Cole Casey A, Anshari Dien, Lambert Victoria, Thrasher James F, Valafar Homayoun
Computational Biology Research Group, Department of Computer Science, University of South Carolina, Columbia, SC, United States.
Department of Health Promotion, Education & Behavior, Arnold School of Public Health, University of South Carolina, Columbia, SC, United States.
JMIR Mhealth Uhealth. 2017 Dec 13;5(12):e189. doi: 10.2196/mhealth.9035.
Smoking is the leading cause of preventable death in the world today. Ecological research on smoking in context currently relies on self-reported smoking behavior. Emerging smartwatch technology may more objectively measure smoking behavior by automatically detecting smoking sessions using robust machine learning models.
This study aimed to examine the feasibility of detecting smoking behavior using smartwatches. The second aim of this study was to compare the success of observing smoking behavior with smartwatches to that of conventional self-reporting.
A convenience sample of smokers was recruited for this study. Participants (N=10) recorded 12 hours of accelerometer data using a mobile phone and smartwatch. During these 12 hours, they engaged in various daily activities, including smoking, for which they logged the beginning and end of each smoking session. Raw data were classified as either smoking or nonsmoking using a machine learning model for pattern recognition. The accuracy of the model was evaluated by comparing the output with a detailed description of a modeled smoking session.

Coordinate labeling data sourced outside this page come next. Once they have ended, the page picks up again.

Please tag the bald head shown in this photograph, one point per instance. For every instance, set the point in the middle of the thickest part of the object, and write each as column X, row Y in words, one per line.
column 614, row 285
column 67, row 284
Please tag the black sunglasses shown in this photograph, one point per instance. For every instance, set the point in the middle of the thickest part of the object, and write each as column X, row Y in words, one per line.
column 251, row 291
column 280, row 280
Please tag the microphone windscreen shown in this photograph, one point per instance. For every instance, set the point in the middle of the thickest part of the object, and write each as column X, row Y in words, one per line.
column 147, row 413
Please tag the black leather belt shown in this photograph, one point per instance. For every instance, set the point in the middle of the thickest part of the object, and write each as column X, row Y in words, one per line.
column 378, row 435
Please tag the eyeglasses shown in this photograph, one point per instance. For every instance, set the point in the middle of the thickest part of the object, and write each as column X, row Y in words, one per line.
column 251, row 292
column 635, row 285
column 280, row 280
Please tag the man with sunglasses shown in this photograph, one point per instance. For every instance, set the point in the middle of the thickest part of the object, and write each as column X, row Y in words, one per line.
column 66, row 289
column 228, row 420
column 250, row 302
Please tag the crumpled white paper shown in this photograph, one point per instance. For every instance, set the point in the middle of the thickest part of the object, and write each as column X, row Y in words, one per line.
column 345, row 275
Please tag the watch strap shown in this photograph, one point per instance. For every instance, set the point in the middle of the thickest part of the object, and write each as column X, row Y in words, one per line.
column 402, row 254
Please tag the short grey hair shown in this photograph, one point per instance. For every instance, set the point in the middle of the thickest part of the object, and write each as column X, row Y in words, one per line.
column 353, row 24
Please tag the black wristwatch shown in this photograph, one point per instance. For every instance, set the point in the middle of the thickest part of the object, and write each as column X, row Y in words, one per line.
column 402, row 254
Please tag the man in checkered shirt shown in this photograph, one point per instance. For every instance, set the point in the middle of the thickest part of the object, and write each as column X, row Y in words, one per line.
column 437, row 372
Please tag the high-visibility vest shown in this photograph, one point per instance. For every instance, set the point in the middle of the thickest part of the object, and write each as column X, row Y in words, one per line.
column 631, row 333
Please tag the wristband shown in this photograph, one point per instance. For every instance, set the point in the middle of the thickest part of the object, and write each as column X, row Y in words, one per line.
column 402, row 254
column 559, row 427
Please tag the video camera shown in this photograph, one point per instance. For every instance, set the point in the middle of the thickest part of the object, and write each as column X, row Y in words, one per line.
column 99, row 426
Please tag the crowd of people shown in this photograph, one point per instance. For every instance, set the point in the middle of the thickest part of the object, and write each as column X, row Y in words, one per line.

In total, 120 hours of data were collected from participants and analyzed. The accuracy of self-reported smoking was approximately 78% (96/123). Our model was successful in detecting 100 of 123 (81%) smoking sessions recorded by participants. After eliminating sessions from the participants that did not adhere to study protocols, the true positive detection rate of the smartwatch based-detection increased to more than 90%. During the 120 hours of combined observation time, only 22 false positive smoking sessions were detected resulting in a 2.8% false positive rate.
Smartwatch technology can provide an accurate, nonintrusive means of monitoring smoking behavior in natural contexts. The use of machine learning algorithms for passively detecting smoking sessions may enrich ecological momentary assessment protocols and cessation intervention studies that often rely on self-reported behaviors and may not allow for targeted data collection and communications around smoking events.
吸烟是当今世界可预防死亡的首要原因。目前关于吸烟的环境生态学研究依赖于自我报告的吸烟行为。新兴的智能手表技术可能通过使用强大的机器学习模型自动检测吸烟时段,从而更客观地测量吸烟行为。
本研究旨在检验使用智能手表检测吸烟行为的可行性。本研究的第二个目的是比较使用智能手表观察吸烟行为与传统自我报告的成功率。
本研究招募了一个吸烟者便利样本。参与者(N = 10)使用手机和智能手表记录了12小时的加速度计数据。在这12小时内,他们进行了各种日常活动,包括吸烟,他们记录了每次吸烟时段的开始和结束。使用模式识别机器学习模型将原始数据分类为吸烟或不吸烟。通过将输出与模拟吸烟时段的详细描述进行比较来评估模型的准确性。
总共从参与者那里收集并分析了120小时的数据。自我报告吸烟的准确率约为78%(96/123)。我们的模型成功检测到了参与者记录的123个吸烟时段中的100个(81%)。在排除未遵守研究方案的参与者的时段后,基于智能手表检测的真阳性率提高到了90%以上。在120小时的联合观察时间内,仅检测到22个假阳性吸烟时段,假阳性率为2.8%。
智能手表技术可以提供一种准确、非侵入性的方法来监测自然环境中的吸烟行为。使用机器学习算法被动检测吸烟时段可能会丰富生态瞬时评估方案和戒烟干预研究,这些研究通常依赖于自我报告的行为,可能无法实现围绕吸烟事件的有针对性的数据收集和沟通。